US President Donald Trump announced Tuesday he would keep Guantanamo Bay open, breaking from his predecessor Barack Obama’s lengthy and ultimately failed efforts to shutter the maligned detention facility.

“I just signed an order directing Secretary Mattis to reexamine our military detention policy and to keep open the detention facilities at Guantanamo Bay,” Trump said, in his State of the Union address to Congress, in keeping with a campaign promise.

Under president George W. Bush, the US military hastily constructed a prison camp on Guantanamo Bay, located on the US naval base on the eastern tip of Cuba, in the months following the US-led invasion of Afghanistan after the September 11, 2001 attacks.

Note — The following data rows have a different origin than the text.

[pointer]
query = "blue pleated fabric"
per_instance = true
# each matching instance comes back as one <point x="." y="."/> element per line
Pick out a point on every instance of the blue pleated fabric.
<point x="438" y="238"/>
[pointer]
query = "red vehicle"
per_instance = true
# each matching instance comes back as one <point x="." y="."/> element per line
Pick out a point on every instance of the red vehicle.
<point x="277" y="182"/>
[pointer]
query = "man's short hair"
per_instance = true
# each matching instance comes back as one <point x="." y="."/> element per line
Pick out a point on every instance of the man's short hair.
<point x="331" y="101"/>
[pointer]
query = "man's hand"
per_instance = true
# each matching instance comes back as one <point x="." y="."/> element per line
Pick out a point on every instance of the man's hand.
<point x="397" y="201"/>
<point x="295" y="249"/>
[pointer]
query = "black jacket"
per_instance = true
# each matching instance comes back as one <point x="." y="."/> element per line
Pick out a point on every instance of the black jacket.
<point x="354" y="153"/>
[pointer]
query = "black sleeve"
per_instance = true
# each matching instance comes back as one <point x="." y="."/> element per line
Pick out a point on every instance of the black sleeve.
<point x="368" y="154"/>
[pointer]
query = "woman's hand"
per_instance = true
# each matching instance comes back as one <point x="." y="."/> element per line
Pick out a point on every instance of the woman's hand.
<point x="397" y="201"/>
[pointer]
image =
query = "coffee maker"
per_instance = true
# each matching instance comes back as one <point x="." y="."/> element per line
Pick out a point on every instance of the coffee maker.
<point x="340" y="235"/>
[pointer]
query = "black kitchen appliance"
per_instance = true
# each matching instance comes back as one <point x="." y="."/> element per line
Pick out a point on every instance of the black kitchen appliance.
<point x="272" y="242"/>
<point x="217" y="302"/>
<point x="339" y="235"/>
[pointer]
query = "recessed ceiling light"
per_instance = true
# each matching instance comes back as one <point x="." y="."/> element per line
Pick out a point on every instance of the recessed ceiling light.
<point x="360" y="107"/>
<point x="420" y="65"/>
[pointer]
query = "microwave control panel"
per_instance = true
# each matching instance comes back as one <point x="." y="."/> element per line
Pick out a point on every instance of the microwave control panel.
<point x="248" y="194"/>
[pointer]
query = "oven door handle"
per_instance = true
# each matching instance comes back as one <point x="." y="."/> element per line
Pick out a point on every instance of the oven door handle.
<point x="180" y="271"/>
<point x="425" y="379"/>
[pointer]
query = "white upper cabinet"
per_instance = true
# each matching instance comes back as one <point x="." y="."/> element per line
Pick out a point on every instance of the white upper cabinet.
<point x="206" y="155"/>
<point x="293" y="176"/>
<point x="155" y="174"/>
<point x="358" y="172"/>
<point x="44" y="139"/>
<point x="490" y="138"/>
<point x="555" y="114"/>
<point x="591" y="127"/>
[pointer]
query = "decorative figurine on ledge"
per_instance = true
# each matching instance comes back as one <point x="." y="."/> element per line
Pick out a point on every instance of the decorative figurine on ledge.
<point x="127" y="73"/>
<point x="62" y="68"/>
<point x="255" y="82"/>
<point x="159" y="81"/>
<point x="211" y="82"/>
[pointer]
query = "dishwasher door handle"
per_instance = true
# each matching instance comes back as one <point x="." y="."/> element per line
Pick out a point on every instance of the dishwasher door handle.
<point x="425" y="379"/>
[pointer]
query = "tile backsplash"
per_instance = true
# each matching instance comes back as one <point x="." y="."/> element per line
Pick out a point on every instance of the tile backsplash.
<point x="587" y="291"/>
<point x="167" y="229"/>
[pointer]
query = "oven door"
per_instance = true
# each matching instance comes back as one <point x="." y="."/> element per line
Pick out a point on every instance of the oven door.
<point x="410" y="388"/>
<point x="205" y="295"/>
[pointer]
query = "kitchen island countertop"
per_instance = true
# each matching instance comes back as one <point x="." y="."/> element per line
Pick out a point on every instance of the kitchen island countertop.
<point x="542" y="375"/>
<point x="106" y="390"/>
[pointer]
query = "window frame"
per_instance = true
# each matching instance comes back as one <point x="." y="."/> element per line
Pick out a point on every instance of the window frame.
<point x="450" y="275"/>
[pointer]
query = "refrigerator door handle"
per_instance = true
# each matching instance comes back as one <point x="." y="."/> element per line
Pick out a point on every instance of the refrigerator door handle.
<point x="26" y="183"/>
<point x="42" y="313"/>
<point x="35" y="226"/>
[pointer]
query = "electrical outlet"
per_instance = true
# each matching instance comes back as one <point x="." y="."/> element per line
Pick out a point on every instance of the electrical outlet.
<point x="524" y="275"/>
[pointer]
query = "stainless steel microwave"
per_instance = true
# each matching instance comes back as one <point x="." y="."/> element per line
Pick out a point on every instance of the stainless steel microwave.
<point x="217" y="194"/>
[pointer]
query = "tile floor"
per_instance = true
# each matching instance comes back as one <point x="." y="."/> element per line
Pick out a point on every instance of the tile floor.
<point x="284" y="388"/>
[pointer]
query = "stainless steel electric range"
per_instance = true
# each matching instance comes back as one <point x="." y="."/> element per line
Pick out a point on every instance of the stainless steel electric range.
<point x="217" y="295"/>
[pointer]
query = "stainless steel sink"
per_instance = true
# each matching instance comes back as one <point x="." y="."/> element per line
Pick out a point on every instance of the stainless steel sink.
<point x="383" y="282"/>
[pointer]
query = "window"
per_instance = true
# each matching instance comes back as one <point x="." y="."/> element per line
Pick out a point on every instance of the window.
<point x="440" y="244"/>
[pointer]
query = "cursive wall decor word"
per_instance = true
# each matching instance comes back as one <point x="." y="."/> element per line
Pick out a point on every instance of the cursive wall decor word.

At first, inmates were held in cages and fenced in with razor wire, and conditions for the orange jumpsuit-clad detainees provoked a global outcry in 2002.

That early facility, known as Camp X-Ray, was soon replaced with more permanent structures and today, Guantanamo Bay consists of numerous high-security prison buildings.

At the height of its operations after 9/11, the facility held 780 people, detained mostly for their alleged ties to Al-Qaeda and the Taliban.

Since then, hundreds have been transferred back to their home countries or other places.

Some of the most notorious inmates, including several alleged 9/11 co-conspirators, among them accused mastermind Khalid Sheikh Mohammed, are still awaiting trial.

Their cases have been beset by legal woes at Guantanamo, where a bespoke criminal justice system grants detainees — who are considered “unprivileged enemy belligerents” — only some of the legal rights that US federal courts guarantee.

Of the 41 inmates remaining at Guantanamo, about 26 are trapped in legal purgatory.

These so-called “forever prisoners” have never been charged — yet they have been deemed too dangerous to release.

Some were cleared for release under Obama, but have been stranded at Guantanamo under the Trump administration.